An exciting new filmmaker returns home



Edgecombe director Crystal Kayiza

Andrea Guitierrez

An emerging filmmaking voice out of Brooklyn got her start in Jenks, Oklahoma. And now she’s back.

Crystal Kayiza, director of the documentary short Edgecombe which recently premiered at the Sundance Film Festival and now opens the 2019 Circle Cinema Film Festival, won her first award (an Emmy) as a Jenks High School student in 2012 for a film she produced in Clifton Raphael’s filmmaking class.

Now a graduate of Ithaca College, Kayiza follows her time at the ACLU (where she worked with attorneys on poverty law) with a return to her passion: filmmaking. She brings that spirit of social justice to Edgecombe, which tells the stories of three African American residents in North Carolina. Through them, Kayiza examines the ways that trauma repeats and re-invents itself in rural black communities.

“My film started with the support of the Jacob Burns Film Center where I was a Woman Filmmaker Fellow in the Creative Culture program,” Kayiza said. “It was a very supportive space with mentorship and collaboration with other emerging filmmakers.”

Sundance Ignite, the Sundance Film Institute’s program for next-gen filmmakers, offered more of a sense of community. “Screening at Sundance was a great experience,” Kayiza said. “It was wonderful to have Edgecombe in conversation with such incredible work.”

But it was her time in Jenks that laid the foundation, thanks to the school’s willingness to invest in film studies. “Being a part of Mr. Raphael’s class taught me how to be a storyteller first and foremost,” Kayiza said. “It was great to have my identity as a filmmaker cultivated in that space. Film was the medium, but the education was focused on creating better storytellers. That background is vital in my work now.

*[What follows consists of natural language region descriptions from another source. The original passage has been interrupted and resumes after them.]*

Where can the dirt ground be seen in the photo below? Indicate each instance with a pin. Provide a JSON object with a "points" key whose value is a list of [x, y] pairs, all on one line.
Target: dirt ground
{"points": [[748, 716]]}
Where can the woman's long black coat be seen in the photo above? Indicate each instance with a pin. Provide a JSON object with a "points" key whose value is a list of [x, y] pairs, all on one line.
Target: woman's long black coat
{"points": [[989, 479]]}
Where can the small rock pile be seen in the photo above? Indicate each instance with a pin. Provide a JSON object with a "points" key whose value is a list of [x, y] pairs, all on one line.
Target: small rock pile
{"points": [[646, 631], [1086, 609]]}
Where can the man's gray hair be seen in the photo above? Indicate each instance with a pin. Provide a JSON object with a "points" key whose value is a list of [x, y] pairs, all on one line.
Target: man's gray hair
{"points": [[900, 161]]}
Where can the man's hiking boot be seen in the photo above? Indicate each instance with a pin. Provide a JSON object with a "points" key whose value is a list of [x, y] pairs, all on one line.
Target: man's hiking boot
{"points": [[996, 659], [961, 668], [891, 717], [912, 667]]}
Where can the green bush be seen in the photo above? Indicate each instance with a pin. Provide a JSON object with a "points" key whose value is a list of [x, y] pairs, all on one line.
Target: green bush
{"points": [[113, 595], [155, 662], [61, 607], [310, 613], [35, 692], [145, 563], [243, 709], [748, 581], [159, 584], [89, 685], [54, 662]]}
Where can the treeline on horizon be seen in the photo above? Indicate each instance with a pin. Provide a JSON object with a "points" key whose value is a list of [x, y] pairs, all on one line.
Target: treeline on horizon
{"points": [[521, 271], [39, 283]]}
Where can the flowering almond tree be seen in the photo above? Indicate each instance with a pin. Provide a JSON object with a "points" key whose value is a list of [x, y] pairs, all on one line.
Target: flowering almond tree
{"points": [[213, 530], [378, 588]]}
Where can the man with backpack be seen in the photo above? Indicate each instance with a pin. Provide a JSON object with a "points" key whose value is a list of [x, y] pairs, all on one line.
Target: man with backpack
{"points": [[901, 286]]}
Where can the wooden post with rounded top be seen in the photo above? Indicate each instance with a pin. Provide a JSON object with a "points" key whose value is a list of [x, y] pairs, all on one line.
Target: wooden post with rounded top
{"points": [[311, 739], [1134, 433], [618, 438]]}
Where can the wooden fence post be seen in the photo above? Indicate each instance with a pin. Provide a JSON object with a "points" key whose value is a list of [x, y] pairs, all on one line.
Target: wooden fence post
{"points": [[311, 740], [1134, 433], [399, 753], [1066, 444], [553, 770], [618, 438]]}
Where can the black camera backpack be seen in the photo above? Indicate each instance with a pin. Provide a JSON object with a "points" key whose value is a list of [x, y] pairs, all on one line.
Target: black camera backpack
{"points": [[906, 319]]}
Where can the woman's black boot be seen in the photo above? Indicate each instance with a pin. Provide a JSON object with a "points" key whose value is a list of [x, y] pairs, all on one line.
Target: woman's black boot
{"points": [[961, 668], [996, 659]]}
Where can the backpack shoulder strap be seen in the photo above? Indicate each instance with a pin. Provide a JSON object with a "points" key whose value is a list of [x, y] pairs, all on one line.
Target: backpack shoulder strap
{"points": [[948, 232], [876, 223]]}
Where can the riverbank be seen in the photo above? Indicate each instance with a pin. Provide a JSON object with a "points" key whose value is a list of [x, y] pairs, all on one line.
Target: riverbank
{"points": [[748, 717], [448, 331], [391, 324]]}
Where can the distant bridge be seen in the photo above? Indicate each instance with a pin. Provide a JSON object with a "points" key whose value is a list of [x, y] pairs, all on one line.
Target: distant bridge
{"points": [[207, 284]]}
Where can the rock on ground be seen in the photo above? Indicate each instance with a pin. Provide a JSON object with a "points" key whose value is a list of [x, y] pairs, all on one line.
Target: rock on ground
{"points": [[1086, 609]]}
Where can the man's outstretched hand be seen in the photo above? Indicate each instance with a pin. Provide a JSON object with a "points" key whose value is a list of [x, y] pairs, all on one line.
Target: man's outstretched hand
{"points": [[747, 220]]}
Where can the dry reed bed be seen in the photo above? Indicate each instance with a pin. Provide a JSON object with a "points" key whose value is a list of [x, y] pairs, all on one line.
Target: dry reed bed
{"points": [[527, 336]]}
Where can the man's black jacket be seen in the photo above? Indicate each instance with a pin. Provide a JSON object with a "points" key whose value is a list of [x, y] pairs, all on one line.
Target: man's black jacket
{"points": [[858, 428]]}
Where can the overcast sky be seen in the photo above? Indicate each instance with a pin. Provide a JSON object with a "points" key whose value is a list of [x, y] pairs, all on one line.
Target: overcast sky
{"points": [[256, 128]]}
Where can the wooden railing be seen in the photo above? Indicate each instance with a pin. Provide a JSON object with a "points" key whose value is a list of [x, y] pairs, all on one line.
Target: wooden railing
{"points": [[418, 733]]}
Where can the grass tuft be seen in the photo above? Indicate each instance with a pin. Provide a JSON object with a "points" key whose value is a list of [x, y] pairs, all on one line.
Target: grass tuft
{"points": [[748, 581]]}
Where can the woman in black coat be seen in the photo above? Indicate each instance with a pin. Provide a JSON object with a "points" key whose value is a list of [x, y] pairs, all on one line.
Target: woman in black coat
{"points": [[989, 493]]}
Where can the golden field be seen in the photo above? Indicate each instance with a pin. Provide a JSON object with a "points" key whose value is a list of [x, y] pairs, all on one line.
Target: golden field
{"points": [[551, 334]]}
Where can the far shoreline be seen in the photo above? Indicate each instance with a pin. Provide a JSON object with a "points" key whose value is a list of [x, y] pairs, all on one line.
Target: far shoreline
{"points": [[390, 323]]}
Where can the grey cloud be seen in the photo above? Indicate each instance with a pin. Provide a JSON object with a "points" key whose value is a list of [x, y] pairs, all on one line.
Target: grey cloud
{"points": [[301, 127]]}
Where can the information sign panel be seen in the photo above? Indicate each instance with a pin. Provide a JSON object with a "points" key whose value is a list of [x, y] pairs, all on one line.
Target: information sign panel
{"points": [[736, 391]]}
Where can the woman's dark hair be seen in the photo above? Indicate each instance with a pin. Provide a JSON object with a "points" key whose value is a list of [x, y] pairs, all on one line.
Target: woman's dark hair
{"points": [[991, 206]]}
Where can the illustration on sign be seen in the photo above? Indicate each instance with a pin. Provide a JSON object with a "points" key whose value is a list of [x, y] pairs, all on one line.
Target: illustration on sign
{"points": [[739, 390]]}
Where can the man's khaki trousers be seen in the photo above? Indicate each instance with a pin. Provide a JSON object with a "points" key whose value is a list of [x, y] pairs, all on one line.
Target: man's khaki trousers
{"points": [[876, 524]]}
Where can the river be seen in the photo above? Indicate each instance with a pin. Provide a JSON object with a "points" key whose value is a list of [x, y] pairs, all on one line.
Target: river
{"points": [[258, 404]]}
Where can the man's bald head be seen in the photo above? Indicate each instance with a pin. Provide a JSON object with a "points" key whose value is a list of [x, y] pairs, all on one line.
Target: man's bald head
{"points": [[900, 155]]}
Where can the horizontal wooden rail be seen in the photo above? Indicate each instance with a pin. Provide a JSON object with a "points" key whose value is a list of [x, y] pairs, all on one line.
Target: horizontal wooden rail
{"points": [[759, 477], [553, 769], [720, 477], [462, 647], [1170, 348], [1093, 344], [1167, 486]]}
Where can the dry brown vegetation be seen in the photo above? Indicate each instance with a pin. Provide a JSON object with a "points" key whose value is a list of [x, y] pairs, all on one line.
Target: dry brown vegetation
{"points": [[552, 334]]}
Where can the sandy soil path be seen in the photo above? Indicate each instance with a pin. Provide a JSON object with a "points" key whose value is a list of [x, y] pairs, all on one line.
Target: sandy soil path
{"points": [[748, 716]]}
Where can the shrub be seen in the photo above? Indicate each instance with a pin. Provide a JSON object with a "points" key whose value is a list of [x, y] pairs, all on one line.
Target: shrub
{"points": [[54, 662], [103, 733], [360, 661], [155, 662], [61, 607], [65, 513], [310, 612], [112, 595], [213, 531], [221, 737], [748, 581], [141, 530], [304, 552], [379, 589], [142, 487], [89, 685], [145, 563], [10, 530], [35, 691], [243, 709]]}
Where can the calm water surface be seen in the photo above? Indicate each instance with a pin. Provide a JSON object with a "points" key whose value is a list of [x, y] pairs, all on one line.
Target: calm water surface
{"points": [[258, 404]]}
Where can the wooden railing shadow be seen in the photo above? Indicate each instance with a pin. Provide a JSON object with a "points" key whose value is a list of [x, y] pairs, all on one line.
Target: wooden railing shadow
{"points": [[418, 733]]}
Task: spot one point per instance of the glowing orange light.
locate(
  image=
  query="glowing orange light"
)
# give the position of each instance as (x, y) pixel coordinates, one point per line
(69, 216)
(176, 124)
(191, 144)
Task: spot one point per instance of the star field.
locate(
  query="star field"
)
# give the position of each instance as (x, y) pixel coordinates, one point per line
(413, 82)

Having that as the core of my craft informs all of my decision making.”

And now, after garnering festival acclaim and media coverage including a profile in Teen Vogue, Edgecombe has brought Kayiza, well, full circle. “I spent a lot of time at Circle as a high school student, so it’s such an honor to be able to screen there,” Kayiza said. She finds it a fitting place to present and discuss what she’s been drawn to as a filmmaker. “Trauma and memory is something that I’ve been exploring in my work. Home is an important place to examine these things.”